Because a legitimate privacy interest has been raised and there are no overriding considerations, LivingWell has es*130tablished that a protected privacy interest exists for women who want to exercise at an all-female facility.
C.
Finally, in employment discrimination cases, even if a legitimate privacy interest exists, if the job duties can be modified to accommodate the privacy interest and still employ the gender claiming discrimination, then a BFOQ does not exist. Because it is impossible to allow men to be present while these women are exercising, and, at the same time protect their right to privacy, no reasonable alternative exists to protect LivingWell’s customer’s privacy interests while at the same time accommodating male members.
Accordingly, because LivingWell has established that a legitimate privacy interest exists and if disallowed would undermine its business operations and there would be no practical way to ameliorate its impact, the decision of the Commission is reversed.
ORDER
AND NOW, this 7th day of April, 1992, the order of the Pennsylvania Human Relations Commission dated November 21, 1990, Nos. E-30106 and P-2099, is reversed.

. Section 5 of the Act, Act of October 27, 1955, P.L. 744, as amended, 43 P.S. § 955(i)(l).

. Because LivingWell changed Elaine Powers' policy at the Commission’s behest of only hiring female employees, the Commission did not pursue the employment related allegations in its complaint.

. Of the sixteen facilities owned by Four Corners Health Clubs, ten are available for use by females only, four are available for use by both males and females on an alternating basis, and two are strictly coed. None of the facilities provide a snack bar, juice bar or restaurant area where networking takes place between members.

. Section 4 of the Act, 43 P.S. § 954(/), provides in part that the term "public accommodation, resort or amusement” means any accommodation, resort or amusement which is open to, accepts or solicits the patronage of the general public. In this case, because the parties have stipulated that membership for use of the facilities is open to the general public, there is no question that the LivingWell facilities are places of public accommodation for purposes of the Act.

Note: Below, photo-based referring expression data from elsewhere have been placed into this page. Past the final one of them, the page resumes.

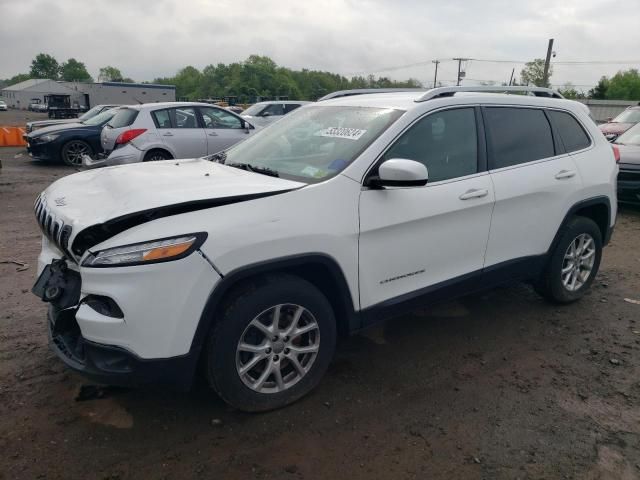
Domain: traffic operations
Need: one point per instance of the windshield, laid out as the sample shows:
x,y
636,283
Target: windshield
x,y
101,118
255,109
628,116
90,114
630,137
314,143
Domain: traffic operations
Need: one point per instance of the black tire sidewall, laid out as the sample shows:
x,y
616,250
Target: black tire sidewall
x,y
575,227
221,348
63,152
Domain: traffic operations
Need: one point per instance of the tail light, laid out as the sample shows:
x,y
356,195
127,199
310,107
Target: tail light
x,y
126,137
616,153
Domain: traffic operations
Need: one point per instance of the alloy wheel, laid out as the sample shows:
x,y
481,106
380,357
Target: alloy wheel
x,y
278,348
578,262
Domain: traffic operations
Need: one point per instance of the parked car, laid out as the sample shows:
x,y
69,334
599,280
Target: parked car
x,y
627,148
343,213
623,122
265,113
160,131
35,125
69,142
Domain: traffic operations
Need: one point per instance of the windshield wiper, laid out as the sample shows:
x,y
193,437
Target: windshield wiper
x,y
252,168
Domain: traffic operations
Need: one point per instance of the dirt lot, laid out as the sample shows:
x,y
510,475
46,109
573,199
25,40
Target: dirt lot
x,y
498,385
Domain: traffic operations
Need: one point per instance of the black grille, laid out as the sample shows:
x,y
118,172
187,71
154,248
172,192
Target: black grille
x,y
54,229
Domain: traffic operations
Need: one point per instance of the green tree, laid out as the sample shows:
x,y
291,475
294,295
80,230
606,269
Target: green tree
x,y
44,66
533,73
599,92
74,71
110,74
624,86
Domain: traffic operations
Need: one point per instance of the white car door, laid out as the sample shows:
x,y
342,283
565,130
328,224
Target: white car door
x,y
534,186
415,238
185,137
222,129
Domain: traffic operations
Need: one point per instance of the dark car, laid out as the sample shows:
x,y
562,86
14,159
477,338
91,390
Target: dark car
x,y
33,126
628,145
69,142
623,122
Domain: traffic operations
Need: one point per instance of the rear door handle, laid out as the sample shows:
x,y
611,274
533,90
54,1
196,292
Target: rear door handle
x,y
474,193
565,174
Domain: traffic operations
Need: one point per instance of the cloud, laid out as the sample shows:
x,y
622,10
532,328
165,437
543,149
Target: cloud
x,y
153,38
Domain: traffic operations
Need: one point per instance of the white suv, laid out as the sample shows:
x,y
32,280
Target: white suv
x,y
161,131
339,215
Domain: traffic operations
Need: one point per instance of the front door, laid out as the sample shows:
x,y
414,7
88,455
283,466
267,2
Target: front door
x,y
414,238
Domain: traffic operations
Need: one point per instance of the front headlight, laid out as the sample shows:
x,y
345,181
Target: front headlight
x,y
48,138
162,250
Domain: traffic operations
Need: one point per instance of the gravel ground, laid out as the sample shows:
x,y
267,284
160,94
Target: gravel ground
x,y
499,385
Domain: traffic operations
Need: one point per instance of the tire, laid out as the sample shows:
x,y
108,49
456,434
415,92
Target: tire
x,y
72,151
257,302
156,155
567,287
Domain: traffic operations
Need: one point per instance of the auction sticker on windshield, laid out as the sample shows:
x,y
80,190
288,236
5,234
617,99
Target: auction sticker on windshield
x,y
341,132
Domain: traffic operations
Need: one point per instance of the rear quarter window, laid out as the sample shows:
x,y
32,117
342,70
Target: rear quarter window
x,y
571,132
123,118
517,135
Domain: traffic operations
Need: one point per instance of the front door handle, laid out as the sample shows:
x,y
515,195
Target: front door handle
x,y
474,193
565,174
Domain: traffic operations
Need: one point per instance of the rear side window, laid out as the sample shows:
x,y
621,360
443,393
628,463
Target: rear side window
x,y
517,135
161,118
571,132
123,118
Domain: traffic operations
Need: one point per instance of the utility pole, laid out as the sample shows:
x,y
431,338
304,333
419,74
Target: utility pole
x,y
460,60
435,77
547,62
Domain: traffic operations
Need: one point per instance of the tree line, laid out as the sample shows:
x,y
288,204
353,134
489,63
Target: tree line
x,y
260,77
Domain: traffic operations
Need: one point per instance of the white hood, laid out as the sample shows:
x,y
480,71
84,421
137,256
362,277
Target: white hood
x,y
96,196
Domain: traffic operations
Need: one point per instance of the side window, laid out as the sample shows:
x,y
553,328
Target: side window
x,y
184,117
218,118
290,107
274,110
518,135
571,132
161,118
445,142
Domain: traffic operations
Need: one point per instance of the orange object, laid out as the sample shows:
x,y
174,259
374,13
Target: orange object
x,y
12,137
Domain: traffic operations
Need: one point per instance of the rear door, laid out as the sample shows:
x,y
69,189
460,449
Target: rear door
x,y
535,182
222,129
185,137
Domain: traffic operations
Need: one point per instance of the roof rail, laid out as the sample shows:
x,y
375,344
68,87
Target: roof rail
x,y
440,92
365,91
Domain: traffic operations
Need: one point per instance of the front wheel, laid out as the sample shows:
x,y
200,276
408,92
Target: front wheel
x,y
73,151
273,344
574,262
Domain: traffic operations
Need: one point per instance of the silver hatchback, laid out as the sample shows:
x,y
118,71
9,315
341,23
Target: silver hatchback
x,y
161,131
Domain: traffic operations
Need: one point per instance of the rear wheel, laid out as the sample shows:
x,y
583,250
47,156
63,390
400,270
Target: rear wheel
x,y
156,155
272,345
574,262
73,151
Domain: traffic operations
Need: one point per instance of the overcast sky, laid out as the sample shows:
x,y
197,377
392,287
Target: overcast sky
x,y
152,38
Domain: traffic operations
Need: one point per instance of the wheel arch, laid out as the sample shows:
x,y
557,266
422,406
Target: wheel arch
x,y
597,209
319,269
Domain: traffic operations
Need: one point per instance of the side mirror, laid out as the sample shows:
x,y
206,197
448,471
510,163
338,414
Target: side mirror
x,y
400,172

. The Commission, at pages 32 and 33 of its brief, have listed some of the identical factors used to determine whether a gender privacy interest exists.

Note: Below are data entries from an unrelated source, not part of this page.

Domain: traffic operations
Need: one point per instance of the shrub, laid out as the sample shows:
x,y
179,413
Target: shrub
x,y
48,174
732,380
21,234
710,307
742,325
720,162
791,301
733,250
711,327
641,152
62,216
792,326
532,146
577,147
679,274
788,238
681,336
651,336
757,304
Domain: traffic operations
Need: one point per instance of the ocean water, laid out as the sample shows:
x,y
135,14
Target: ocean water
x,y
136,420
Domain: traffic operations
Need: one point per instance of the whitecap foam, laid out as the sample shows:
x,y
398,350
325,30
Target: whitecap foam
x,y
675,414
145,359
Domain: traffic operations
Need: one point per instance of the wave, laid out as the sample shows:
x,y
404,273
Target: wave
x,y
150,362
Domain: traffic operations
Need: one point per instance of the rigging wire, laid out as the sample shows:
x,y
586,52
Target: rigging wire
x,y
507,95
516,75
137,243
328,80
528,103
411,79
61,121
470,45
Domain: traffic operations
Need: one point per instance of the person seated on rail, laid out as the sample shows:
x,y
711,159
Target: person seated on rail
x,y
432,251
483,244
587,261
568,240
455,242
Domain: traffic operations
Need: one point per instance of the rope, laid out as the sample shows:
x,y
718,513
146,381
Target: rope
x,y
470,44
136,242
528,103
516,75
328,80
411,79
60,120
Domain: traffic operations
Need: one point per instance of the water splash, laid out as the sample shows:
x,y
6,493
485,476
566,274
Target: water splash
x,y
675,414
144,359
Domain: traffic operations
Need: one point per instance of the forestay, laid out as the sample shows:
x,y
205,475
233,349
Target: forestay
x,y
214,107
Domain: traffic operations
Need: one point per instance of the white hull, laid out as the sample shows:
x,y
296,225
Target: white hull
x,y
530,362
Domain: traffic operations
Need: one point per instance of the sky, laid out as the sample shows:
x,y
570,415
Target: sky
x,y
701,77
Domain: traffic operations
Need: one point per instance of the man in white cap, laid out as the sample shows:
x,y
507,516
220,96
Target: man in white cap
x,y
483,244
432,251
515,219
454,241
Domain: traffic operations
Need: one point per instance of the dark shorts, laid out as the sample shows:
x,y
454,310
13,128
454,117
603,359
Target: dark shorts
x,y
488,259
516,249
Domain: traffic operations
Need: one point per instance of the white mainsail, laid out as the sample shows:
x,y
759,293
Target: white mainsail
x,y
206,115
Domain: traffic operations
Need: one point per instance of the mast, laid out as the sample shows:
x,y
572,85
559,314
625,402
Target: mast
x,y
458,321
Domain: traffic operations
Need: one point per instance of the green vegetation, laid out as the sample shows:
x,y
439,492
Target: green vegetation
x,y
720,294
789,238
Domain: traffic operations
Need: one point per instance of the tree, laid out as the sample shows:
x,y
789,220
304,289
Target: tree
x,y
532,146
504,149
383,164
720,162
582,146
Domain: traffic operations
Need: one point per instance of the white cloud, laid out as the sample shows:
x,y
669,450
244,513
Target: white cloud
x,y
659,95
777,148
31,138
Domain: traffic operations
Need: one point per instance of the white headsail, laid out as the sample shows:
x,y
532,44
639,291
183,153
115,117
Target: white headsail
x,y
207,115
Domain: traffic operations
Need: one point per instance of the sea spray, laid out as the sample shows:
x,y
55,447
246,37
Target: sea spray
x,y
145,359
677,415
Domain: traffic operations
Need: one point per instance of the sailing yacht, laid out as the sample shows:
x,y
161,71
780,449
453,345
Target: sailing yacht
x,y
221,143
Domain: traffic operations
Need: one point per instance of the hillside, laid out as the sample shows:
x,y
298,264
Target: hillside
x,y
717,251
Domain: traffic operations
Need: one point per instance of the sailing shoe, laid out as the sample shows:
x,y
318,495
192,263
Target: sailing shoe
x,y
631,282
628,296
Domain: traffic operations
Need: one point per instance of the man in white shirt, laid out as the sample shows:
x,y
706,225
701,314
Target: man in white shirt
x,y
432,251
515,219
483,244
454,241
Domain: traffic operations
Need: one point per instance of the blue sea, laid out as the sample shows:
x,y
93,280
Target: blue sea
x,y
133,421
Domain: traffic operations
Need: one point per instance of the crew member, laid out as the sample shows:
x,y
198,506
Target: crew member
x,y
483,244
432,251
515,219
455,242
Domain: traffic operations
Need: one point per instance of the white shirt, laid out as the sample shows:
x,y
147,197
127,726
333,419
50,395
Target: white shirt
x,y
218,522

. To hold otherwise would mean that separate changing rooms in factories, mines and construction sites where workers change from street clothes to work clothes and back and where “intimate areas” are not exposed, would not be permitted.

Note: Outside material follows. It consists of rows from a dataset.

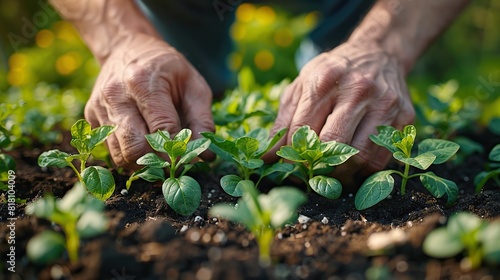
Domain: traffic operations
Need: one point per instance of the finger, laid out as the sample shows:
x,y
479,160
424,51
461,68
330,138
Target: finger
x,y
351,107
197,111
153,96
128,142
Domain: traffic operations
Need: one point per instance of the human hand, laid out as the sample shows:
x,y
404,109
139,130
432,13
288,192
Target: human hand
x,y
146,85
344,95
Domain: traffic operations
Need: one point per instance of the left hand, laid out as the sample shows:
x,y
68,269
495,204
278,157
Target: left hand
x,y
344,94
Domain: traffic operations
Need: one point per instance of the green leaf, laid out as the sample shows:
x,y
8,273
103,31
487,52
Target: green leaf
x,y
193,149
7,163
99,182
53,158
147,173
326,186
45,247
375,189
494,125
184,135
422,161
281,204
442,149
99,135
175,148
404,140
384,138
81,134
223,148
311,155
289,153
335,153
182,194
152,160
260,134
305,138
440,244
157,141
231,184
438,186
252,163
495,153
269,144
489,238
247,145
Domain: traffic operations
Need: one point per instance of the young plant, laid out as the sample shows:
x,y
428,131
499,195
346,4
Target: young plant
x,y
466,233
6,134
262,214
246,150
98,180
483,177
400,143
314,158
78,214
182,193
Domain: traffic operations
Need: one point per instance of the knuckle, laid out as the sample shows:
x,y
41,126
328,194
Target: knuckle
x,y
332,136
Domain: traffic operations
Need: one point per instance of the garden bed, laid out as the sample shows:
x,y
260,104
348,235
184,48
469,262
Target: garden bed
x,y
147,240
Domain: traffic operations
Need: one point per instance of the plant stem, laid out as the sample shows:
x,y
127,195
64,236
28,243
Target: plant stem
x,y
264,240
405,179
76,172
172,167
72,241
311,175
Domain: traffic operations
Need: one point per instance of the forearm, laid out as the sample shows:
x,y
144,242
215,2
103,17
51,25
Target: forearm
x,y
104,24
405,28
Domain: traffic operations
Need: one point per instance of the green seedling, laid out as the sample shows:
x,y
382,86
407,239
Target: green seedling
x,y
466,233
314,159
182,193
7,132
494,174
98,180
400,143
78,214
262,214
246,150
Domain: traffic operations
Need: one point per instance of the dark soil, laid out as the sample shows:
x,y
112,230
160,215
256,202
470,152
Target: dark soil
x,y
147,240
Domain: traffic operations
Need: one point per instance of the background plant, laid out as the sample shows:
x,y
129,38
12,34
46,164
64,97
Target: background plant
x,y
7,137
314,158
246,151
467,233
98,180
400,143
494,170
182,193
78,214
262,214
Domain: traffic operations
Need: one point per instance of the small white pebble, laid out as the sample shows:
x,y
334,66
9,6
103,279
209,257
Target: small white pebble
x,y
184,228
303,219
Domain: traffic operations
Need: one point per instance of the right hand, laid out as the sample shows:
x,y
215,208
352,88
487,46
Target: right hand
x,y
146,85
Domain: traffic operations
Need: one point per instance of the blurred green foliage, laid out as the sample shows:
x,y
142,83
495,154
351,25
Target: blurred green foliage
x,y
454,85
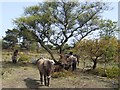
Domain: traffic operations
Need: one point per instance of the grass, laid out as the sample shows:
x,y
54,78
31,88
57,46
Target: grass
x,y
63,73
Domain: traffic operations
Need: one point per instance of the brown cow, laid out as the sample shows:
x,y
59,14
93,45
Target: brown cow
x,y
45,67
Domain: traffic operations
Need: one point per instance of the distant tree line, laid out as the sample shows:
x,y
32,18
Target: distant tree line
x,y
51,25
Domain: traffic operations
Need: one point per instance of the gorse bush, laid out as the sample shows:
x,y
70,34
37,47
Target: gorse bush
x,y
24,58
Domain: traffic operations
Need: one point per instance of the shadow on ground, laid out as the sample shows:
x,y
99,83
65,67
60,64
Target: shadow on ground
x,y
32,83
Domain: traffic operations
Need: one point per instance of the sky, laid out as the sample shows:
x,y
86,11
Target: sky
x,y
11,10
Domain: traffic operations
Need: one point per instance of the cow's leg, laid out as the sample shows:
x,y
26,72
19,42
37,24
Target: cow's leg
x,y
45,80
41,78
48,79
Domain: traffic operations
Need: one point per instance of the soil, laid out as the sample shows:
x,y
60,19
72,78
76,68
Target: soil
x,y
27,76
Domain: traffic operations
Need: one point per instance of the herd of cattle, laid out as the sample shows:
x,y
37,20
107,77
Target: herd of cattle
x,y
48,66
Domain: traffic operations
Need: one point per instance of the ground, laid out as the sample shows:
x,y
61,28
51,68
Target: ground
x,y
27,76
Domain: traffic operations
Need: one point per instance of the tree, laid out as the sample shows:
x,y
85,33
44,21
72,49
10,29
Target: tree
x,y
109,28
58,22
11,38
96,50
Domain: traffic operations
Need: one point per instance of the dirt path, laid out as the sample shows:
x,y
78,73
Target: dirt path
x,y
27,76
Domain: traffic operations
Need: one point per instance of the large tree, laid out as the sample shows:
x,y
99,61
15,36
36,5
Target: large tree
x,y
56,23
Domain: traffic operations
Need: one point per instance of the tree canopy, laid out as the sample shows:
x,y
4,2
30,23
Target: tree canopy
x,y
55,23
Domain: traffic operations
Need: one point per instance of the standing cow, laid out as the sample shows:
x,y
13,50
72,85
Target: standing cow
x,y
45,67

. Just because LivingWell acceded to the Commission by employing men, admittedly with some limitation on their duties, the Commission contends that because men are now present, LivingWell can no longer argue that male customers should not be permitted based upon customer gender privacy. This contention ignores that an employee has a different relationship to the member than a male customer would have. An employee occupies a position of trust, can be monitored and is subject to termination. More importantly, privacy rights are not interconnected, but each claimed right is examined in a separate balancing test based upon the countervailing rights of the parties involved.